One character lost their life to an alien while another was killed by an Engineer. Even the movie’s heroine was impregnated by a Xenomorph after their first expedition to the unwelcoming planet. Alien: Romulus has already avoided horror reboot mistakes, but this litany of bad choices makes it tough to agree with Álvarez’s assessment of the franchise’s characters as hyper-competent professionals.

Alien: Romulus’s Character Twist Could Still Be Great

The Alien Franchise’s Heroes Have Always Been Hardened And Tough

To be fair to the director of Alien: Romulus, the idea of introducing some less experienced heroes to the series is solid. The Alien franchise is overdue some younger protagonists, and it would be interesting for viewers to experience the troubles of space travel alongside the heroes instead of relying on their existing know-how to guide the plot. The lead characters of Alien, Aliens, Alien 3, and Alien: Resurrection were all tough adults, so it would be a fun change to see how more innocent characters fare against the monsters. However, Prometheus proves this is tough to pull off.

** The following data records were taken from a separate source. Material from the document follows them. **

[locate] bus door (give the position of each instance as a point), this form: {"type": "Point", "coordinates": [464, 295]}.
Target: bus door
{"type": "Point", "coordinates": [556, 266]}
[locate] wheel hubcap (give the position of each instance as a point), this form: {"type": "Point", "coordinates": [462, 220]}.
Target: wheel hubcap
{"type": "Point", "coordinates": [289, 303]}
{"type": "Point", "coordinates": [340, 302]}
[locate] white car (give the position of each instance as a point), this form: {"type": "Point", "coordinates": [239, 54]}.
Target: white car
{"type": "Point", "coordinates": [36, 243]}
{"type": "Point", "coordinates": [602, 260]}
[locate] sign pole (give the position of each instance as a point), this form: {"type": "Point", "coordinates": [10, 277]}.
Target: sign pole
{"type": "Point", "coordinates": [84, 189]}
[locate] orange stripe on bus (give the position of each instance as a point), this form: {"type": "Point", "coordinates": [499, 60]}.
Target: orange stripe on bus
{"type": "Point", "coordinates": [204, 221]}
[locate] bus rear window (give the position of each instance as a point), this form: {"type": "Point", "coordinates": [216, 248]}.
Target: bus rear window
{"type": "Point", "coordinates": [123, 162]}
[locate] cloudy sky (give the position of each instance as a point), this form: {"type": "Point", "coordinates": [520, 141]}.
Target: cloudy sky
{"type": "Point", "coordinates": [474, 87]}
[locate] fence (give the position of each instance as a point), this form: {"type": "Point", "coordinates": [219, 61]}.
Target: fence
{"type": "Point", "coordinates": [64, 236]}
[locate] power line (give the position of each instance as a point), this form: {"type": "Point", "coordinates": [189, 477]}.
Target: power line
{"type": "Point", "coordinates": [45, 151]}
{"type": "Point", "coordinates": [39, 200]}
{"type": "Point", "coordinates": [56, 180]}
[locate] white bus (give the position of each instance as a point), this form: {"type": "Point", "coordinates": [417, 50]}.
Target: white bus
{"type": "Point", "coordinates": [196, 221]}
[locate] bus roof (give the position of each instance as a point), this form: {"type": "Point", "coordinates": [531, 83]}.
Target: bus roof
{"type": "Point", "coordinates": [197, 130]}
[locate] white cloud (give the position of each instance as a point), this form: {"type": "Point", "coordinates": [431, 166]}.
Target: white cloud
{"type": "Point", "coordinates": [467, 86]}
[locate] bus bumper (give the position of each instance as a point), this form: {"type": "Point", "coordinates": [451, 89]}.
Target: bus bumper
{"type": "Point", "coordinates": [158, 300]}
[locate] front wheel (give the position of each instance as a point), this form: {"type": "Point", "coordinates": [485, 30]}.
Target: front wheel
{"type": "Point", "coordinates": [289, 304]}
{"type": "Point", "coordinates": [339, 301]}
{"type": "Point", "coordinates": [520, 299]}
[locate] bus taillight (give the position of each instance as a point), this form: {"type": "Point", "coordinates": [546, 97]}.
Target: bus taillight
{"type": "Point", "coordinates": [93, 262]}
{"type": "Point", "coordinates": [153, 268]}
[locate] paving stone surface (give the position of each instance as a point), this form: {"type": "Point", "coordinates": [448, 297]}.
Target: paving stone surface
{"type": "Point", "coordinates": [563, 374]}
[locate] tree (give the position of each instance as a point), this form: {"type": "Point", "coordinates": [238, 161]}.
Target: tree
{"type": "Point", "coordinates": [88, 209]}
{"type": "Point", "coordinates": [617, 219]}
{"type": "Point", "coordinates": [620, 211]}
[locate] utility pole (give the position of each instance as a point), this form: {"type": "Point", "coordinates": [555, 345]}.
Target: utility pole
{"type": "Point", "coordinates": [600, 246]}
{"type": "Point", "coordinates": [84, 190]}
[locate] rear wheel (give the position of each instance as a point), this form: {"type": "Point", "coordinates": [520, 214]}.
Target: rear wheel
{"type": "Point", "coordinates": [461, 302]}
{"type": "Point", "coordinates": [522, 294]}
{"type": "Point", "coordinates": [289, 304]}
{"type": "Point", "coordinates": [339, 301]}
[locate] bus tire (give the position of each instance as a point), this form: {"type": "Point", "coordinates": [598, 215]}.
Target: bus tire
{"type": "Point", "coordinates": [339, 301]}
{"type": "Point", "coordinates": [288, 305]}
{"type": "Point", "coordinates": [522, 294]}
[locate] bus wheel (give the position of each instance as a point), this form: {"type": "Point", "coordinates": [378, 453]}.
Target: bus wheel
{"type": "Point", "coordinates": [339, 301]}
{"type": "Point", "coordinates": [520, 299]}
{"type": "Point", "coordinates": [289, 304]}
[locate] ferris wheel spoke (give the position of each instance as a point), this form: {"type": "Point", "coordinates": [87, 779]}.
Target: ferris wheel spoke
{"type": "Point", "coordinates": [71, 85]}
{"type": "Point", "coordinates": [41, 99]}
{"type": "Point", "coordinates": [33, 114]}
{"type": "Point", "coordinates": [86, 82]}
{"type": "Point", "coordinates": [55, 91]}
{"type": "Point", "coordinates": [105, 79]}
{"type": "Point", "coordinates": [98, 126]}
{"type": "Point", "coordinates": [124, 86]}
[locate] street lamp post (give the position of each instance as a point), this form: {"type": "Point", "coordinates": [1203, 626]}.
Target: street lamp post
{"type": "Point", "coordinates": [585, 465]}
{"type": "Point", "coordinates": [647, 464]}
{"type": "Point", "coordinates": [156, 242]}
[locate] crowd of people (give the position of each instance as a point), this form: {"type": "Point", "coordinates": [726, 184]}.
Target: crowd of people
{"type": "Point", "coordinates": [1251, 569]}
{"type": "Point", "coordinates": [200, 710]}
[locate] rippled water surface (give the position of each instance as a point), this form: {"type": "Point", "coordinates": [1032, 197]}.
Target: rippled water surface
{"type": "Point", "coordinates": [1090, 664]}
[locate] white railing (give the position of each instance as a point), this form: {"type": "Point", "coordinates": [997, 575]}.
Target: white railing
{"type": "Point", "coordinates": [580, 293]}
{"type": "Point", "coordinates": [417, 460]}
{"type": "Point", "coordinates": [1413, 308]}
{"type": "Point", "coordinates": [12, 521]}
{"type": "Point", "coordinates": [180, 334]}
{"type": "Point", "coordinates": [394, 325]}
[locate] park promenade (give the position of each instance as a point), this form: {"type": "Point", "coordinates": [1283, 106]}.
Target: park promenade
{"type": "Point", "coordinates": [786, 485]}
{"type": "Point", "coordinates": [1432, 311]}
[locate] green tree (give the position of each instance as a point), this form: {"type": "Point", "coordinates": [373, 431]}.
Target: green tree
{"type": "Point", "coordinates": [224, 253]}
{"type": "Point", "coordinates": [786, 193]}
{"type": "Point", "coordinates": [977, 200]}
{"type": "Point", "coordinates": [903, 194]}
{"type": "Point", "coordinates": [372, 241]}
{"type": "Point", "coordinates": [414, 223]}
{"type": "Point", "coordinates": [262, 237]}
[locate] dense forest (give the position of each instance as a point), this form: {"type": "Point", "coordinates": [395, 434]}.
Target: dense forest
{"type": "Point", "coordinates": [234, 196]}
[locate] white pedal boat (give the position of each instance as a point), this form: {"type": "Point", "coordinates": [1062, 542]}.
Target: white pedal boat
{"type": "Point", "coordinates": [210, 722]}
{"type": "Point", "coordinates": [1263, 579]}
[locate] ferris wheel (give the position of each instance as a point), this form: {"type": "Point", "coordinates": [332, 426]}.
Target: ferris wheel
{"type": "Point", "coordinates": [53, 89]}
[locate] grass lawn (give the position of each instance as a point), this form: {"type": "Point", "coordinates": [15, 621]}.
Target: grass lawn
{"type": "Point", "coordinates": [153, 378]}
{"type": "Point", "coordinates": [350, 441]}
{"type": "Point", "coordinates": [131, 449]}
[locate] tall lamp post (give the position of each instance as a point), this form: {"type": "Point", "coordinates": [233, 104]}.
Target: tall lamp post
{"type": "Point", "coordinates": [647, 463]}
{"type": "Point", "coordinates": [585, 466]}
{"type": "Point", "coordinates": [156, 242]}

To effectively revive Ridley Scott’s famous sci-fi franchise, Alien: Romulus needs to make the inexperience of its characters empathetic and not embarrassing. A nail-biting scene where the heroes try and fail to work out how an airlock operates could be terrifying since viewers have no idea how this technology functions either. In contrast, a scene where one character sticks their hand out to touch a strange snake-like alien will simply annoy the audience. To dodge Prometheus’s problem, the heroes of Alien: Romulus must feel as experienced and intelligent as the viewers, if not the experts.